ModelEvaluatorBuilder restriction on input fields count
Closed this issue · 1 comments
Build method of ModelEvaluatorBuilder class invokes checkSchema routine which throws an exception while input fields count breaks 1000
if((inputFields.size() + groupFields.size()) > 1000){ throw new InvalidElementException("Model has too many input fields", miningSchema); }
What is the reason for this check? What could be wrong about models with more inputs and why threshold hardcoded to be 1000?
I know lots of models with thousands of input fields working great.
Could this condition be at least configurable or removed completely?
Closing as exact duplicate of #44 and #95
What is the reason for this check?
If you let people to do stupid things, they will do stupid things.
What could be wrong about models with more inputs and why threshold hardcoded to be 1000?
That's a clear indication of a poorly encoded model.
For example, suppose you're working with a dataset that contains a categorical feature with 1000 category levels. Some ML frameworks (such as Scikit-Learn and Apache Spark) require you to one-hot-encode this feature, thereby expanding this single categorical feature into 1000 binary features.
A good PMML converter would undo the one-hot-encoding, and give you a PMML document that specifies 1 input field in its schema. In contrast, a bad PMML converter can not/will not undo it, and gives you a PMML document that specifies 1000 input fields instead.

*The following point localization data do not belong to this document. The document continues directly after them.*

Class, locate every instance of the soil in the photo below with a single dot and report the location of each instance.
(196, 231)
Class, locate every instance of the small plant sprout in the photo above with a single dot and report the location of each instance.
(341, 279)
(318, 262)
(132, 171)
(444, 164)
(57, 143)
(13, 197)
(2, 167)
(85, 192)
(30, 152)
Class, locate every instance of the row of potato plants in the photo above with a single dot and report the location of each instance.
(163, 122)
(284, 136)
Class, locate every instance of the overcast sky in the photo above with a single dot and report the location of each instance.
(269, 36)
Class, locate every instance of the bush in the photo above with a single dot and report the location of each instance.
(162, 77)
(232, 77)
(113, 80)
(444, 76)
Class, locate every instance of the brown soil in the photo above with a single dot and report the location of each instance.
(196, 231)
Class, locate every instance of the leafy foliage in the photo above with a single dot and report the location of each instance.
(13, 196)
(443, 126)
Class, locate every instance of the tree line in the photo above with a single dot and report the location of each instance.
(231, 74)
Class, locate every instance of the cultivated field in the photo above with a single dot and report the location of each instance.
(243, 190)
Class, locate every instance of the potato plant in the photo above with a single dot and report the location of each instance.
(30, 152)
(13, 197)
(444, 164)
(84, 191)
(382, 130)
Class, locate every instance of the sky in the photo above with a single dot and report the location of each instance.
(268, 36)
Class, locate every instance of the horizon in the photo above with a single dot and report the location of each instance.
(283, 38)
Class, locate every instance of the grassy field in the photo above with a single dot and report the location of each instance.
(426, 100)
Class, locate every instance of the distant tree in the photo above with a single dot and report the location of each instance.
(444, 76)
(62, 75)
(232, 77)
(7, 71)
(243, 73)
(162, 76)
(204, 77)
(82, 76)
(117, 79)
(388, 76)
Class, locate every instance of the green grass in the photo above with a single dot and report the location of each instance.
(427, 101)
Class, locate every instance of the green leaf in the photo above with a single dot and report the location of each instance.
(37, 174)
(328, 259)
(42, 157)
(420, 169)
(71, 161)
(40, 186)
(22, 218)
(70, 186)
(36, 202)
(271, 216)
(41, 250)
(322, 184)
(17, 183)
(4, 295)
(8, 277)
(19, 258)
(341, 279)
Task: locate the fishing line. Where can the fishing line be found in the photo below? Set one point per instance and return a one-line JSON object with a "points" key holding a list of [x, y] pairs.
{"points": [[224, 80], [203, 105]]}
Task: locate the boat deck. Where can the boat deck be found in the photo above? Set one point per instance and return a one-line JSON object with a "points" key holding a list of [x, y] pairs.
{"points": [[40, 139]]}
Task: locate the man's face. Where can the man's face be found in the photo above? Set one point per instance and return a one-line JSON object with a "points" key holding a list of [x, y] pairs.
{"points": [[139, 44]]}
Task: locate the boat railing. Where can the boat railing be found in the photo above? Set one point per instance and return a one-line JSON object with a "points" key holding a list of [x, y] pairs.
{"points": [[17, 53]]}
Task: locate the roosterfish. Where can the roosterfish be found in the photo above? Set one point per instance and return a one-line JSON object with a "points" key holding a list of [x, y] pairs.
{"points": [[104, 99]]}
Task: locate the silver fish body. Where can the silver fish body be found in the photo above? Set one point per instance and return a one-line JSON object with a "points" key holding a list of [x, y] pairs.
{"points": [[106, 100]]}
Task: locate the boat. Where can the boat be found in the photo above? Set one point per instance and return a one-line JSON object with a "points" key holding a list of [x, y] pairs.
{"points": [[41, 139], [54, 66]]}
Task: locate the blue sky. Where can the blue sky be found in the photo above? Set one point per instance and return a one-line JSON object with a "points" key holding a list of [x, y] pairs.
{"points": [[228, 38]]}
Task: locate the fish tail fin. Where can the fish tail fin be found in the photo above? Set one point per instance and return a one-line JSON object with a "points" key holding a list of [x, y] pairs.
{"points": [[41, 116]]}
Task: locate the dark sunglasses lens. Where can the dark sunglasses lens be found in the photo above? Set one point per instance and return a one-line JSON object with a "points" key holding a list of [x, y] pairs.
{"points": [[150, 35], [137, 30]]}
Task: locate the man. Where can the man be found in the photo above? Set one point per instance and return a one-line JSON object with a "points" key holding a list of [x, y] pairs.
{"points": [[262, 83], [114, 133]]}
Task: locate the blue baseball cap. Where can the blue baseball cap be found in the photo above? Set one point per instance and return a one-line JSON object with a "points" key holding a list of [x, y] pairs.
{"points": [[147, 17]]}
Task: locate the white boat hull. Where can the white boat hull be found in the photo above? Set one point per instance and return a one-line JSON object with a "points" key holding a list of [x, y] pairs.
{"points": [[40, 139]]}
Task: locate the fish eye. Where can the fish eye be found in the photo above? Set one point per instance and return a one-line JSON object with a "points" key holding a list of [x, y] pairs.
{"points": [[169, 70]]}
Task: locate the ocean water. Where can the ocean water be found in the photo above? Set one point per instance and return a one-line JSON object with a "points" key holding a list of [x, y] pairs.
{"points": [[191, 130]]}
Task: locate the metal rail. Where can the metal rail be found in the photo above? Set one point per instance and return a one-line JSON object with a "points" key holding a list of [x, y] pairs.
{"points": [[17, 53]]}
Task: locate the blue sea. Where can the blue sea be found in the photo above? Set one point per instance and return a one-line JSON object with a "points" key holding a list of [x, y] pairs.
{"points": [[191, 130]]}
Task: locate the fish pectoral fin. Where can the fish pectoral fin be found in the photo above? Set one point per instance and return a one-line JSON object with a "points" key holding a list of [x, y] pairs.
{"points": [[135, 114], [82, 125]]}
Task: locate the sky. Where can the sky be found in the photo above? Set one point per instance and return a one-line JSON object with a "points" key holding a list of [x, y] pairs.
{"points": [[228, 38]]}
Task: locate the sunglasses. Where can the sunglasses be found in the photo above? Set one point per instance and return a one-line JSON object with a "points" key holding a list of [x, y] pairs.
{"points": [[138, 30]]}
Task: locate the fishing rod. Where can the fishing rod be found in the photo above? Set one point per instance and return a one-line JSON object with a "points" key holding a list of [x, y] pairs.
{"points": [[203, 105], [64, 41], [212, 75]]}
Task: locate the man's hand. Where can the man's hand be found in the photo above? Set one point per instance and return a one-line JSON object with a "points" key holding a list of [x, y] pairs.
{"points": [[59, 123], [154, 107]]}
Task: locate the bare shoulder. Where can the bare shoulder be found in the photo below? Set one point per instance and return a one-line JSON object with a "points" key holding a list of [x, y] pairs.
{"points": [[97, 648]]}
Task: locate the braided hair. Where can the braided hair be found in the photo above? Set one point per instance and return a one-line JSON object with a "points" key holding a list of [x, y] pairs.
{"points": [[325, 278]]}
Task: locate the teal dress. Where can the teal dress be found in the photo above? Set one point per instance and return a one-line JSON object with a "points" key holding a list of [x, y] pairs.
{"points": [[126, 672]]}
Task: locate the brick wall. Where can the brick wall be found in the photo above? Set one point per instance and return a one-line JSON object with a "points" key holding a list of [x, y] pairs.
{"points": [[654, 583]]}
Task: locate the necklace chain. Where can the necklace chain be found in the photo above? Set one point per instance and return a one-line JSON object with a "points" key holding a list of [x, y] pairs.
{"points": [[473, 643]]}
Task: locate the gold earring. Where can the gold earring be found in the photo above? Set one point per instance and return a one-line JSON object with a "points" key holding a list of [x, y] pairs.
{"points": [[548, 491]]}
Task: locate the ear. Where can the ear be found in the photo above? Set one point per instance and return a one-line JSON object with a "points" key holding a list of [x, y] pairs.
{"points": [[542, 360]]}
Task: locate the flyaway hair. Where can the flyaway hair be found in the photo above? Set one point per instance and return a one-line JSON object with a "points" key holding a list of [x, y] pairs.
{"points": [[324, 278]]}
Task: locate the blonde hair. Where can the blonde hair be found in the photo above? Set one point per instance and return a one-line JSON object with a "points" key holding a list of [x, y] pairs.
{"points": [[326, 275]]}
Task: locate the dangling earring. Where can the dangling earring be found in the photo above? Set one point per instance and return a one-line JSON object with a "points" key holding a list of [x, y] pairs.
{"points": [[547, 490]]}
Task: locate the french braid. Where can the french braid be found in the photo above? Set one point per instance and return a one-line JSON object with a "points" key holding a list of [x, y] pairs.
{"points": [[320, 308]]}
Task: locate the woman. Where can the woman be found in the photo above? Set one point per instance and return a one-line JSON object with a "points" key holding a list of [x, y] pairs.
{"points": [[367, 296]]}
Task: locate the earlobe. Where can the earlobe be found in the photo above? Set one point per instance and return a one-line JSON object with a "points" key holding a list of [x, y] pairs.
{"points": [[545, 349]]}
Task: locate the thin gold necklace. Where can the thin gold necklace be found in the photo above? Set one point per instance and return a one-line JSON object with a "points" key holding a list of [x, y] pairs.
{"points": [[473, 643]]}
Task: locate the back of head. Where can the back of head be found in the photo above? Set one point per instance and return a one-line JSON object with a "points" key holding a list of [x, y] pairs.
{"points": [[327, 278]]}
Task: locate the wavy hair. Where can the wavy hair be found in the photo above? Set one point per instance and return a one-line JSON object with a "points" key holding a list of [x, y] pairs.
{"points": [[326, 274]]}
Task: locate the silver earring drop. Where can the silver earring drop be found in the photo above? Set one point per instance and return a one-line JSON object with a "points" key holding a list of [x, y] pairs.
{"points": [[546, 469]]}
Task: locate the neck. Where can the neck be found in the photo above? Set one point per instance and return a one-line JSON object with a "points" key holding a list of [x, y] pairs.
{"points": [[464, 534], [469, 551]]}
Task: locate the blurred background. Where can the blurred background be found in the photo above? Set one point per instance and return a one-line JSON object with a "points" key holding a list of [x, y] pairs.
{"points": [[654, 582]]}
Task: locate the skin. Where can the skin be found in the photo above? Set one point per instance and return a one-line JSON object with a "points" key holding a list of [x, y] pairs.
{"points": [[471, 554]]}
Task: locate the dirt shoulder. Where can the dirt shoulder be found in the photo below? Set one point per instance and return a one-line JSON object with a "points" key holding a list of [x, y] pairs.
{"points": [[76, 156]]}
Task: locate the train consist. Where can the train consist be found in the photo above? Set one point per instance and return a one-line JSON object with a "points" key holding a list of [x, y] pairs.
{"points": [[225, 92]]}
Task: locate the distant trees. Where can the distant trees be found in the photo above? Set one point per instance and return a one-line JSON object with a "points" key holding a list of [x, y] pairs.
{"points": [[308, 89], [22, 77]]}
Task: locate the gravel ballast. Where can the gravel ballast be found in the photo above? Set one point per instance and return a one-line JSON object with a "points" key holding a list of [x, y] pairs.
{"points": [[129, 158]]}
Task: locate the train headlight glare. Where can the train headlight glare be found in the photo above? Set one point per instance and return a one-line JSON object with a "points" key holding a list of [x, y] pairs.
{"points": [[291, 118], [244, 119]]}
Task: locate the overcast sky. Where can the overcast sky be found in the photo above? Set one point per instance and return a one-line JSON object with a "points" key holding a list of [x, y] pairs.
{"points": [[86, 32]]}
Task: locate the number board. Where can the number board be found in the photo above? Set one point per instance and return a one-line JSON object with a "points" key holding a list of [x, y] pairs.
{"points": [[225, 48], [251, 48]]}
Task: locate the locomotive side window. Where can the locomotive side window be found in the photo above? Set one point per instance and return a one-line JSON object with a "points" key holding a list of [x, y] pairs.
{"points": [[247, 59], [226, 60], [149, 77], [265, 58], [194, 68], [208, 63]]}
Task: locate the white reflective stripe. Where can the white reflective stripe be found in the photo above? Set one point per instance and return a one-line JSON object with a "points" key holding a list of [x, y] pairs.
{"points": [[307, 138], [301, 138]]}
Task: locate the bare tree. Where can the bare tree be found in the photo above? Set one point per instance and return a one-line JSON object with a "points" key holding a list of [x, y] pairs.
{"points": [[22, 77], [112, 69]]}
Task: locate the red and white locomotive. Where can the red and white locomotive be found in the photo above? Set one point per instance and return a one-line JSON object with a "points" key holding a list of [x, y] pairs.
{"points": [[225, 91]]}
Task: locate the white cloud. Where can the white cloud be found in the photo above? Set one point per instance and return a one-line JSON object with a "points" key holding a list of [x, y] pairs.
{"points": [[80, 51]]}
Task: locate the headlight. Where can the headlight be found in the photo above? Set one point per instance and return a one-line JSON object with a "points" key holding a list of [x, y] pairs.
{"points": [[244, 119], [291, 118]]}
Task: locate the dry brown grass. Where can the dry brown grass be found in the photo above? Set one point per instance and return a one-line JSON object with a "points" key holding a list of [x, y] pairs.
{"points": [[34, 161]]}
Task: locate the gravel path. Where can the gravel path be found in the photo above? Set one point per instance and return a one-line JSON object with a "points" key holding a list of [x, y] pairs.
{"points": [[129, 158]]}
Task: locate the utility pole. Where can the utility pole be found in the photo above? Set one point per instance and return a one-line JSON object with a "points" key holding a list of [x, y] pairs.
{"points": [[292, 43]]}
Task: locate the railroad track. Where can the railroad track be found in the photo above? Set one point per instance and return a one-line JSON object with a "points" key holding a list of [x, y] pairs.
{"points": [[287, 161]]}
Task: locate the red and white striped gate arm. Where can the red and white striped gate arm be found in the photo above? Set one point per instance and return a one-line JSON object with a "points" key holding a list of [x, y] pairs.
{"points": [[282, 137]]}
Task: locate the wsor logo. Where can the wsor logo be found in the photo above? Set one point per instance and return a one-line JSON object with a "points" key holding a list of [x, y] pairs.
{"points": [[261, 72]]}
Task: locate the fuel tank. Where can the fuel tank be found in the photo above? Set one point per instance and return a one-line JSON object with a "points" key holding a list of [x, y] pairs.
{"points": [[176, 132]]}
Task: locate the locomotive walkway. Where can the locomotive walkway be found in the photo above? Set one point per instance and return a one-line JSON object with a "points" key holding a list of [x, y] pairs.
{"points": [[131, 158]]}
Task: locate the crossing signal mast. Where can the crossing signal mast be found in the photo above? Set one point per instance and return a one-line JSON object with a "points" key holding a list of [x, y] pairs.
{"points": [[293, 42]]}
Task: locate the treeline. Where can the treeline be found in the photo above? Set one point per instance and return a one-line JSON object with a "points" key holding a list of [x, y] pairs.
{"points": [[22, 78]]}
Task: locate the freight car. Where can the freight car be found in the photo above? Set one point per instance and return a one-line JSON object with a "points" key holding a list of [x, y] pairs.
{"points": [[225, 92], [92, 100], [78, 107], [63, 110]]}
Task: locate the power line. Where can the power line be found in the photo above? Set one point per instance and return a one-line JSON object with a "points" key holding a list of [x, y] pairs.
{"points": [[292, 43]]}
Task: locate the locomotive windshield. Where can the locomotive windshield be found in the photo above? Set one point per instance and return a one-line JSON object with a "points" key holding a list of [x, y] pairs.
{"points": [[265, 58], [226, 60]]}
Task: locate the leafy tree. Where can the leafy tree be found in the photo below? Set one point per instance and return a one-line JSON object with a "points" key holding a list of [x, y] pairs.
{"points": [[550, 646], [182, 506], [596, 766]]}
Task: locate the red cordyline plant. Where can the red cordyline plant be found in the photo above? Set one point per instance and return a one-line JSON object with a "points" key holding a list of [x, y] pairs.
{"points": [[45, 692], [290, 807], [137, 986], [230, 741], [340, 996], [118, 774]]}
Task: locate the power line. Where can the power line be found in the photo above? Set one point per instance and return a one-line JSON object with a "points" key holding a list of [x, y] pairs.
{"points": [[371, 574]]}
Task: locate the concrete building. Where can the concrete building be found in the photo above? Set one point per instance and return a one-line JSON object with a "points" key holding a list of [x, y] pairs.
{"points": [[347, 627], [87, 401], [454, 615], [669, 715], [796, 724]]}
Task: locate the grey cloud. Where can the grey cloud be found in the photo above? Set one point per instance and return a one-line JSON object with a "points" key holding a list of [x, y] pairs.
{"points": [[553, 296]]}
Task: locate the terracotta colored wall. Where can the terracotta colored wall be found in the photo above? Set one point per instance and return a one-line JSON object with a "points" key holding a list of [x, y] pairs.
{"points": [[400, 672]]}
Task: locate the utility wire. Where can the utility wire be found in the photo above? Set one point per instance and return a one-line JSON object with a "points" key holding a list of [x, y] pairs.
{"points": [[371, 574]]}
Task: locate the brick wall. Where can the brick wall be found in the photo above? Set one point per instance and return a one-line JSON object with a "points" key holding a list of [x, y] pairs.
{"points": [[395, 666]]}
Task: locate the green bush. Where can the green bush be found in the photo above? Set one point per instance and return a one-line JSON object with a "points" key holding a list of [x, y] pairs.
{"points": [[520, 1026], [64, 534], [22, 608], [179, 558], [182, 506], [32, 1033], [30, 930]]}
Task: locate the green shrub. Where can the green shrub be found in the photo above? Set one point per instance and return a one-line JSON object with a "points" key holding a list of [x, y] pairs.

When you try to evaluate this poorly encoded PMML document then you'll experience 100-1000x performance hit. And then you come back here and raise a bug report complaining that the JPMML-Evaluator library is not good enough.
I know lots of models with thousands of input fields working great.
I bet these field counts could be reduced significantly by (re-)encoding these models properly.
Could this condition be at least configurable or removed completely?
Go ahead and disable this check in your own application code.